Korban dalam kejahatan siber ini adalah Raden Tegoeh Handoko (56 tahun), seorang karyawan Badan Usaha Milik Negara (BUMN) yang berdomisili di Trenggalek, Jawa Timur. Ia terpedaya oleh klaim pelaku yang mengaku mampu melipatgandakan harta lewat ritual khusus.
Aksi penipuan tersebut dilancarkan di sebuah rumah kontrakan yang disewa pelaku di Dusun Wates, Desa Gedong, Kecamatan Patean, Kabupaten Kendal.

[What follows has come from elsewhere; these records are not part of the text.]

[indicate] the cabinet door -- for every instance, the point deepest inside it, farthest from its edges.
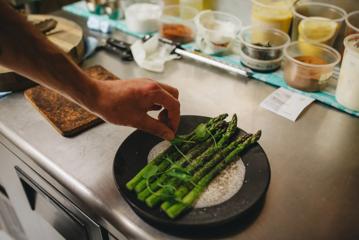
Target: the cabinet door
(45, 213)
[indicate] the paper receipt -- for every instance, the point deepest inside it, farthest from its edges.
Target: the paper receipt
(286, 103)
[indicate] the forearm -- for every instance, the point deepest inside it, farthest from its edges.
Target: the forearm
(28, 52)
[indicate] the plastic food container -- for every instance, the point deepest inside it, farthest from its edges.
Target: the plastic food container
(317, 22)
(143, 17)
(261, 48)
(309, 66)
(347, 92)
(216, 31)
(272, 13)
(177, 23)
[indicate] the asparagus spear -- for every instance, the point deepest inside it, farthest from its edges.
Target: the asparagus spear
(171, 150)
(192, 154)
(192, 196)
(185, 188)
(158, 196)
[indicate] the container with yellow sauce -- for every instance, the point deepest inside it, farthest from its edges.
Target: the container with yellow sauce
(317, 22)
(272, 13)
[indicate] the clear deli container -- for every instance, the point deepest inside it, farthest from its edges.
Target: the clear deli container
(177, 23)
(272, 13)
(261, 48)
(143, 16)
(347, 92)
(309, 66)
(322, 25)
(216, 31)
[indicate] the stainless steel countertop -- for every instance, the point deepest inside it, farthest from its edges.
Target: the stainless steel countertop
(313, 192)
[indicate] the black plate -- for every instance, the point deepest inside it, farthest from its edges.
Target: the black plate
(132, 157)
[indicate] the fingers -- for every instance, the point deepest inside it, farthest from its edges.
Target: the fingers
(171, 104)
(173, 91)
(156, 127)
(155, 107)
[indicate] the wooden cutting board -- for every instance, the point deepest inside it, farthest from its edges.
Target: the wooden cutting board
(68, 118)
(67, 35)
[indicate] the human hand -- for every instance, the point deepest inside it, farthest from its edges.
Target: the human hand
(126, 102)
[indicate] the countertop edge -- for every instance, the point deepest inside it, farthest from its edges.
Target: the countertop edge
(124, 225)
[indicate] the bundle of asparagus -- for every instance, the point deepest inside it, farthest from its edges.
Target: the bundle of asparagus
(177, 177)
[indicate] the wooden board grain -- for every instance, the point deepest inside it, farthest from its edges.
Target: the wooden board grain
(67, 117)
(67, 35)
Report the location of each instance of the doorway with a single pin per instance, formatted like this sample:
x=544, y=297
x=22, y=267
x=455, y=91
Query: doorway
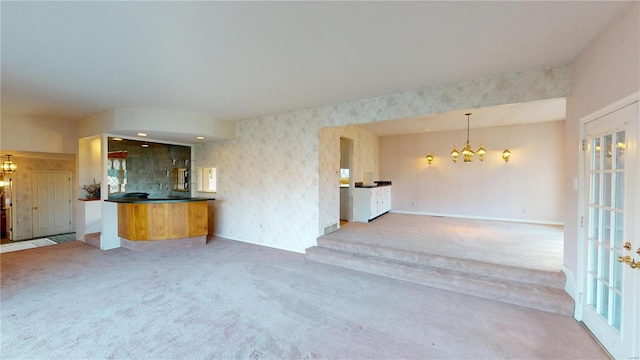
x=51, y=202
x=346, y=180
x=610, y=275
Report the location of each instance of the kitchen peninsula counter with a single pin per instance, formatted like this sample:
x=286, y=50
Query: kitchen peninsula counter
x=145, y=223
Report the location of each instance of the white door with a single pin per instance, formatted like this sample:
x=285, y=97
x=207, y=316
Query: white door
x=612, y=281
x=51, y=199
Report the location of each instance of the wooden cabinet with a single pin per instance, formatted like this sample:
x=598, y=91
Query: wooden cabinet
x=198, y=218
x=162, y=221
x=369, y=203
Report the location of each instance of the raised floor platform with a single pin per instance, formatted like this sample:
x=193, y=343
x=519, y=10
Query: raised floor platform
x=515, y=263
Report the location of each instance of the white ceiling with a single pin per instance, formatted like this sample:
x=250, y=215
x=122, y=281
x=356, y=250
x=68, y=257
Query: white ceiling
x=239, y=60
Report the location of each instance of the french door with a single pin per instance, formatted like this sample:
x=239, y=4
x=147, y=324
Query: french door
x=611, y=306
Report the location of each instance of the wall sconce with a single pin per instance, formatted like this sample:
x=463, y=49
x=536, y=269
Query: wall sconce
x=481, y=152
x=506, y=155
x=455, y=154
x=9, y=167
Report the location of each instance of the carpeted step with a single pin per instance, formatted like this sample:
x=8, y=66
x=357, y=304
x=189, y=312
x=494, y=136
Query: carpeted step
x=507, y=272
x=509, y=291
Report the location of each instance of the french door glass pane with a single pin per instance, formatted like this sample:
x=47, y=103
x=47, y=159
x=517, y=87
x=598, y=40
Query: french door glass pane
x=593, y=290
x=594, y=222
x=595, y=159
x=595, y=188
x=593, y=255
x=618, y=237
x=606, y=189
x=620, y=147
x=603, y=298
x=616, y=277
x=605, y=256
x=617, y=311
x=606, y=227
x=620, y=190
x=608, y=139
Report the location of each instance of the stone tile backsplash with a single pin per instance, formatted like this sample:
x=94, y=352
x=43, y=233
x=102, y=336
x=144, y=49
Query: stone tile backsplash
x=150, y=169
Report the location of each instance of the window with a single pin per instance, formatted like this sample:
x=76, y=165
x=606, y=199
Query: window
x=207, y=180
x=117, y=172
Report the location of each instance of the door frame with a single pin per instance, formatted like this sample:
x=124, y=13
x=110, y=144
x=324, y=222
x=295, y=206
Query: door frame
x=350, y=149
x=70, y=207
x=582, y=243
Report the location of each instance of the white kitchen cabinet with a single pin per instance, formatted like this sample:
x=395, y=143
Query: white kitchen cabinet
x=371, y=202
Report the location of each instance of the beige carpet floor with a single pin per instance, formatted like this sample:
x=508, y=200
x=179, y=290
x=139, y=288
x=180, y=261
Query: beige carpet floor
x=524, y=245
x=230, y=300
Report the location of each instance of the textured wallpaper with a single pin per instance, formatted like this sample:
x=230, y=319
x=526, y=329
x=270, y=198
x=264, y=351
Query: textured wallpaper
x=277, y=179
x=22, y=190
x=147, y=167
x=528, y=188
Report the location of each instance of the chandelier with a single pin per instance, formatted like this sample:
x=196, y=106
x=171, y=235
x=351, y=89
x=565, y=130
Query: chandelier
x=9, y=166
x=467, y=152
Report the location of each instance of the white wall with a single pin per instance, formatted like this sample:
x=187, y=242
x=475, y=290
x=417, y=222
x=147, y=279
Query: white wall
x=33, y=134
x=267, y=182
x=607, y=70
x=273, y=190
x=529, y=187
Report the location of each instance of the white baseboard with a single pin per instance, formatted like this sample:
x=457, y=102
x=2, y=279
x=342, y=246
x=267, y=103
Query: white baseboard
x=260, y=244
x=540, y=222
x=570, y=282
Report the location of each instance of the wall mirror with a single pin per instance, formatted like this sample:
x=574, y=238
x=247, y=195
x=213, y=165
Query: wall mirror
x=181, y=179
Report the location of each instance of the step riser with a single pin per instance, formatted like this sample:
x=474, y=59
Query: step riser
x=531, y=298
x=474, y=268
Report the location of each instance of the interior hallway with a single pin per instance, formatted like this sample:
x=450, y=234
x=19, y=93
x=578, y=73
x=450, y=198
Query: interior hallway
x=236, y=300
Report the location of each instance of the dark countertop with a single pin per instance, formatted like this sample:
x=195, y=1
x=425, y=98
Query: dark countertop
x=134, y=200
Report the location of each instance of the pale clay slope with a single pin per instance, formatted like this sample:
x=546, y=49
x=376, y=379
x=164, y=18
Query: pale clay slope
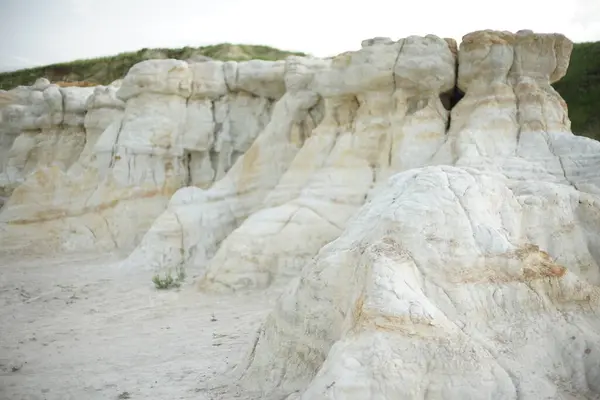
x=78, y=327
x=478, y=280
x=475, y=275
x=173, y=124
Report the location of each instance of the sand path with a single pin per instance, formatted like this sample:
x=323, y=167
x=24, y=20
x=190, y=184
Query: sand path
x=78, y=327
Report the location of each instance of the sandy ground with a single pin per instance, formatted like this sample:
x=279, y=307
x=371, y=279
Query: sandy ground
x=79, y=327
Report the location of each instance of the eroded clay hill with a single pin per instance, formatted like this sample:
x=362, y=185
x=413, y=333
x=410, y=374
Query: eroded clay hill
x=428, y=252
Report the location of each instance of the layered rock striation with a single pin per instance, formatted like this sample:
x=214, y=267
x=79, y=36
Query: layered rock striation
x=435, y=220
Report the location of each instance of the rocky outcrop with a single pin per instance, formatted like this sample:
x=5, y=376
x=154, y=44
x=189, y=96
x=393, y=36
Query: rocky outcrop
x=41, y=126
x=428, y=252
x=478, y=278
x=180, y=124
x=383, y=115
x=196, y=220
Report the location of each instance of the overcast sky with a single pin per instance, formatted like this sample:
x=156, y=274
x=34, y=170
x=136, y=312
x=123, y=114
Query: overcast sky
x=39, y=32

Praktik culas ini berlangsung secara bertahap dalam kurun waktu 27 Januari hingga 7 Maret 2026.
Baca Juga:Sanksi ASN Karanganyar Pekalongan Jadi Calo Outsourcing: Turun Pangkat, Uang Korban Belum KembaliBedah 200 Rumah Tak Layak Huni, Pemkot Pekalongan Mulai Program BSPS Tahap I 2026
Berdasarkan hasil pemeriksaan, korban teperdaya hingga menyerahkan uang tunai secara bertahap dengan total kerugian mencapai Rp 122.850.000. Alih-alih bertambah, dana ratusan juta tersebut justru habis dinikmati pelaku.
Kepala Satuan Reserse Kriminal (Kasat Reskrim) Polres Kendal, Bondan Wicaksono, menyatakan bahwa tersangka berhasil diringkus pada Rabu, 29 April 2026, setelah polisi menerima laporan korban dan mengantongi bukti permulaan yang cukup.

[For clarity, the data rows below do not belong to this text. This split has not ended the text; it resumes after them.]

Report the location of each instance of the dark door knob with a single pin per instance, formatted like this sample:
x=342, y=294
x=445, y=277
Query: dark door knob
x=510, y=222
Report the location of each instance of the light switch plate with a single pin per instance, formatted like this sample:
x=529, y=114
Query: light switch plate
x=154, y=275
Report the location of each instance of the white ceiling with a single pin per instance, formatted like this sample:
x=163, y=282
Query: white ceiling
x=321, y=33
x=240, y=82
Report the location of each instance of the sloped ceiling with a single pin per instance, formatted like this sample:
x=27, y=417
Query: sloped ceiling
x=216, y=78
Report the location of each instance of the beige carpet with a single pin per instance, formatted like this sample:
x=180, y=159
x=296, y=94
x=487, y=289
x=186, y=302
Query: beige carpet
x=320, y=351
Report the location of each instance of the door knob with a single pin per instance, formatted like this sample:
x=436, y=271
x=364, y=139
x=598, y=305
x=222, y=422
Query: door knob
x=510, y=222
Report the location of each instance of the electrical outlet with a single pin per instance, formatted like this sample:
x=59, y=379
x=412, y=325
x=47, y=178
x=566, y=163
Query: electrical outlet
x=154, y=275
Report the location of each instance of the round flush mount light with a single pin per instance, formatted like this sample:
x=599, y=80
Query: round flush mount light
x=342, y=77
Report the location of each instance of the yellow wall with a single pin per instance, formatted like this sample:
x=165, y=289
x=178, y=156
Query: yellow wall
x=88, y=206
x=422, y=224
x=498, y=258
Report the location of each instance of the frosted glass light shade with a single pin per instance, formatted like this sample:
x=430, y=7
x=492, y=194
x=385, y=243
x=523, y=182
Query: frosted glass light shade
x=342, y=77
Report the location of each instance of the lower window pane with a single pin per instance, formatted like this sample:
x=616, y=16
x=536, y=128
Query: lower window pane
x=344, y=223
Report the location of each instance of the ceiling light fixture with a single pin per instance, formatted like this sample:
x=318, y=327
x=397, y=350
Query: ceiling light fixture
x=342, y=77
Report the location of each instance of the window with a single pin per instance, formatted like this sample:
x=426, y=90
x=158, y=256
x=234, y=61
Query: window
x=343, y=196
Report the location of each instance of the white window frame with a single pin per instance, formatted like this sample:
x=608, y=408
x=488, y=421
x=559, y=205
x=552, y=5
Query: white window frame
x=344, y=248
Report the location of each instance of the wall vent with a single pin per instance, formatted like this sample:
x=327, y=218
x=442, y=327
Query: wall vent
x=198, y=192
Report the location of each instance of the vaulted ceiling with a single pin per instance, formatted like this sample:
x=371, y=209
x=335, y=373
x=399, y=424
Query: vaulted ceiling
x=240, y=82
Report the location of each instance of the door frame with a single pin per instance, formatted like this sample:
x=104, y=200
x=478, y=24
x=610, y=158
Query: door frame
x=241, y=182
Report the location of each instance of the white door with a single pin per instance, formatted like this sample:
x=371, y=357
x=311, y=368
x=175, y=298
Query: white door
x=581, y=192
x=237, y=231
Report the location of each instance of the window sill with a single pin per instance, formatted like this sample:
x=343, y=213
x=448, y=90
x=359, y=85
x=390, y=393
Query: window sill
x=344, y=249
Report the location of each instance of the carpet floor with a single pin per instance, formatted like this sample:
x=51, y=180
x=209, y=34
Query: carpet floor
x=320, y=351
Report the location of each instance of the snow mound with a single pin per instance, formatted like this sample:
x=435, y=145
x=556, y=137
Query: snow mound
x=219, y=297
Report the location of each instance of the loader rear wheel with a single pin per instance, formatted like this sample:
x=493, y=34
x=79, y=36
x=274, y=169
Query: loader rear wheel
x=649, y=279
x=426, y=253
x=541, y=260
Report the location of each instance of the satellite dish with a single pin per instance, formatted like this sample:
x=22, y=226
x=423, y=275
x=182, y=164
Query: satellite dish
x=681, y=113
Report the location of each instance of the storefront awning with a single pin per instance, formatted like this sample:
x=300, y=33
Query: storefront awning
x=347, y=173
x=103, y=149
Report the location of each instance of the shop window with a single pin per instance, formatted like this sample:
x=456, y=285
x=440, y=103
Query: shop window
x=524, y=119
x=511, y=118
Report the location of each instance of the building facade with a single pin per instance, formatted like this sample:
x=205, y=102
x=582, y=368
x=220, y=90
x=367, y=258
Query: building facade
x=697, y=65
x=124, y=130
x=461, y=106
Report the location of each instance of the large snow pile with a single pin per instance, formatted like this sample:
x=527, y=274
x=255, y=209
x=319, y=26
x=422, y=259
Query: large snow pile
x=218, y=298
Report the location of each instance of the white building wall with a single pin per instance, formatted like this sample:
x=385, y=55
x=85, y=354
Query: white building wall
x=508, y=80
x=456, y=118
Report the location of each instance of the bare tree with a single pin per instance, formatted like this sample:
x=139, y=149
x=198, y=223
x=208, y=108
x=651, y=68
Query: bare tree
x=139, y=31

“Tersangka melakukan rangkaian kebohongan dengan modus ritual penggandaan uang untuk meyakinkan korban. Uang yang diserahkan tidak pernah digandakan, melainkan dipakai untuk kebutuhan pribadi pelaku,” ujar Bondan dalam konferensi pers di Mapolres Kendal, Senin, 4 Mei 2026.
Sita Perlengkapan Ritual hingga Rekening Bank
Guna mengusut tuntas perkara tersebut, penyidik menyita sejumlah barang bukti dari tangan tersangka. Untuk menunjang sandiwaranya, polisi menemukan properti ritual palsu seperti potongan kain kafan, dua lembar sajadah, bunga mawar kering, dan pecahan ubin yang difungsikan sebagai wadah pembakaran kemenyan.
Polisi juga mengamankan bukti jejak rekam transaksi perbankan. Bukti tersebut meliputi tiga bendel rekening koran Bank Mandiri, satu buku tabungan BRI, tujuh lembar rekening koran BRI, serta satu kartu debit BRI. Sejumlah barang mewah milik tersangka seperti tas bermerek dan pakaian yang diduga dibeli dari uang korban turut disita, termasuk sebuah telepon seluler.
Atas tindak pidana yang dilakukannya, EB kini harus mendekam di sel tahanan. Ia dijerat dengan Pasal 492 Kitab Undang-Undang Hukum Pidana (KUHP) tentang penipuan dan/atau Pasal 486 KUHP tentang penggelapan, dengan ancaman hukuman pidana penjara.